5 General Requirements

22.2263GPPGlobal Text Telephony (GTT)Release 17Stage 1TS

Network operators have many differing requirements, and GTT shall be supported in the network in a manner which allows network operators to consider different configurations depending on their network and commercial requirements. Thus, an identified set of functionalities and protocols shall be standardised to ensure interoperability across networks and terminals to support GTT.

The following general requirements shall be supported.

5.1 Text conversation host environments

The protocol environments for text conversation shall be the same as the ones used for other multimedia conversation calls and voice calls. The selected environment for a session is called the host environment.

Supported host environments are:

– Packet switched multimedia

– Circuit switched multimedia.

– The text conversation carried by an data transmission procedure, possible to combine with a voice session.

– Circuit switched voice telephony, with the text conversation carried in-band in the voice channel.

5.2 Text conversation management

It shall be possible to allow GTT use without GTT specific subscription.

Note: There is no requirement for GTT feature specific subscription, but for "normal GTT calls" a subscription for telephony is required. For "emergency GTT call" no subscription of any kind is required.

Session start up delay and loss of initial characters should be minimised as far as practicably possible.

The text transport method should remain transparent to the network, unless specific functionality is required to provide a satisfactory quality of service.

5.3 Registration of text conversation capabilities

The availability of text conversation capabilities in the user terminal may need to be communicated to the network at call establishment in order to access the GTT service. However, a user is expected to be able to access the GTT service without explicit GTT registration with the operator.

5.4 Session control

The session control (call control ) functions shall use the same procedures as the selected host environment.

Additional operations needed to invoke the text component may be automated by the text conversation user interface.

It shall be possible to establish text-only calls as well as calls with other media components.

5.5 Invoking text conversation

Calls with terminals where text conversation is used shall bemonitored for requests to start the text feature.

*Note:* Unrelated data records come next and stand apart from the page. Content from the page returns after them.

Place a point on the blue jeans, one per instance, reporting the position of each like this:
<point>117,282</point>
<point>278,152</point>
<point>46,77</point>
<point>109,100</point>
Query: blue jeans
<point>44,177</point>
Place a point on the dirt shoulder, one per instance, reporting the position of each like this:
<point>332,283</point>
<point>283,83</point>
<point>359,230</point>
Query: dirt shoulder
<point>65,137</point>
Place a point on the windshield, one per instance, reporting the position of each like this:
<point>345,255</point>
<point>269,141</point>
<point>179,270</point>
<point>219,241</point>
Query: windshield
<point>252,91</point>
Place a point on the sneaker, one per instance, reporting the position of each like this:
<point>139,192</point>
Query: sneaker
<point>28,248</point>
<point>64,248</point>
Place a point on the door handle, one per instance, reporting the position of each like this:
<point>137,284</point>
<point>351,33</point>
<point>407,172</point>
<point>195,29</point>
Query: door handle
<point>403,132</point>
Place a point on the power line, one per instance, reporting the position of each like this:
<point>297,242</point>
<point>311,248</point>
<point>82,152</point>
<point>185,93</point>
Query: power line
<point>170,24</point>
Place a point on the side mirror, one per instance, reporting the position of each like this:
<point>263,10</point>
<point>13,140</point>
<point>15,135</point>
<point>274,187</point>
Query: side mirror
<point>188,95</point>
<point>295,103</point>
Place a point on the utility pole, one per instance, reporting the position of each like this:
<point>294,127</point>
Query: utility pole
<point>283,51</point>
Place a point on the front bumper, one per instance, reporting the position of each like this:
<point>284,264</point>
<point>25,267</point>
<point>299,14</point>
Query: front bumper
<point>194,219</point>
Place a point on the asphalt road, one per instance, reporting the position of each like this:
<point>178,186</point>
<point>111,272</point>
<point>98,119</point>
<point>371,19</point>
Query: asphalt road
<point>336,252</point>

When either party in a call begins usage of the text feature, an effort shall be made to establish text conversation. It shall be possible to start text conversation during a call already established in voice or video mode by adding the text component.

The mode selected for text conversation ( IP Multimedia, CS Multimedia, Voice path etc. ) shall be determined according to a prioritised procedure.

Modes allowing simultaneous voice and text shall by default have higher priority, while the user shall be given opportunities to prioritise text-only modes. The default order shall be: IP Multimedia, CS Multimedia, data path text plus voice, voice path text.

The user shall be given call progress information and text invocation progress information in text or other non-audible media.

5.6 Text conversation handling during calls

Text transmission shall be done character by character as entered, or in small groups transmitted so, that no character is delayed before transmission more than 0.5 seconds. (as stated in ITU-T T.140 [4])

The text transmission shall allow a rate of at least 10 characters per second so that human typing speed as well as speech to text methods of generating conversation text can be supported.

The end-to-end delay of characters shall be less than two seconds, measured between two mobile users, or between one mobile user and any interworking fixed network user, assuming that the fixed network does not contribute with more than one second to this figure.

The character corruption rate should be less than 1% in conditions where users experience the voice transmission quality to be low but useful.

The transmission of the text conversation shall be made according to the character set and operations defined in ITU-T T.140. [4]. This requirement enables smooth interworking with minimal loss of functionality between different text conversation environments. The allowed limitations in character set support specified in ITU-T T.140 shall be obeyed, so that two terminals always have a minimum common character set available for conversation.

Figure 2 gives an example of a possible layout of a real time text conversation according to ITU-T T.140.

ANNE

EVE

Hi, this is Anne.

Yes, have you heard that I will come to Paris in November?

Oh, hello Anne, I am glad you are calling!
It was long since we met!

No, that was new to me. What brings you here?

Figure 2: A possible way to display a conversation with one window each

Display of the conversation shall be done according to the principles specified in T.140, unless the display is provided through interworking with a legacy mode text telephone, when the limitations of that device may govern.

NOTE: It shall be noted that support for any written language is possible with T.140, and that many languages require other writing directions than left-to-right.

5.7 Alerting

Since many GTT users are deaf or hard-of-hearing, the terminals used for GTT shall provide an interface that can be used to activate alternative alerting modes e.g. flash or vibration.

5.8 Addressing

GTT shall support the addressing formats of the host environments. to identify the different kinds of endpoints of the call used in the different host environments (see section 9, interworking.)

5.9 Roaming

Access to the GTT service while roaming is desirable.

Note: Operators may consider using a Virtual Home Environment toolkit to provide GTT services to roaming subscribers. It can be expected that the subscriber will need to specifically subscribe to this service and no access to the GTT service will be possible if the visited network does not support the appropriate VHE toolkit. It should also be noted that emergency calls bypass most VHE toolkits, therefore emergency calls will require GTT support in the local network.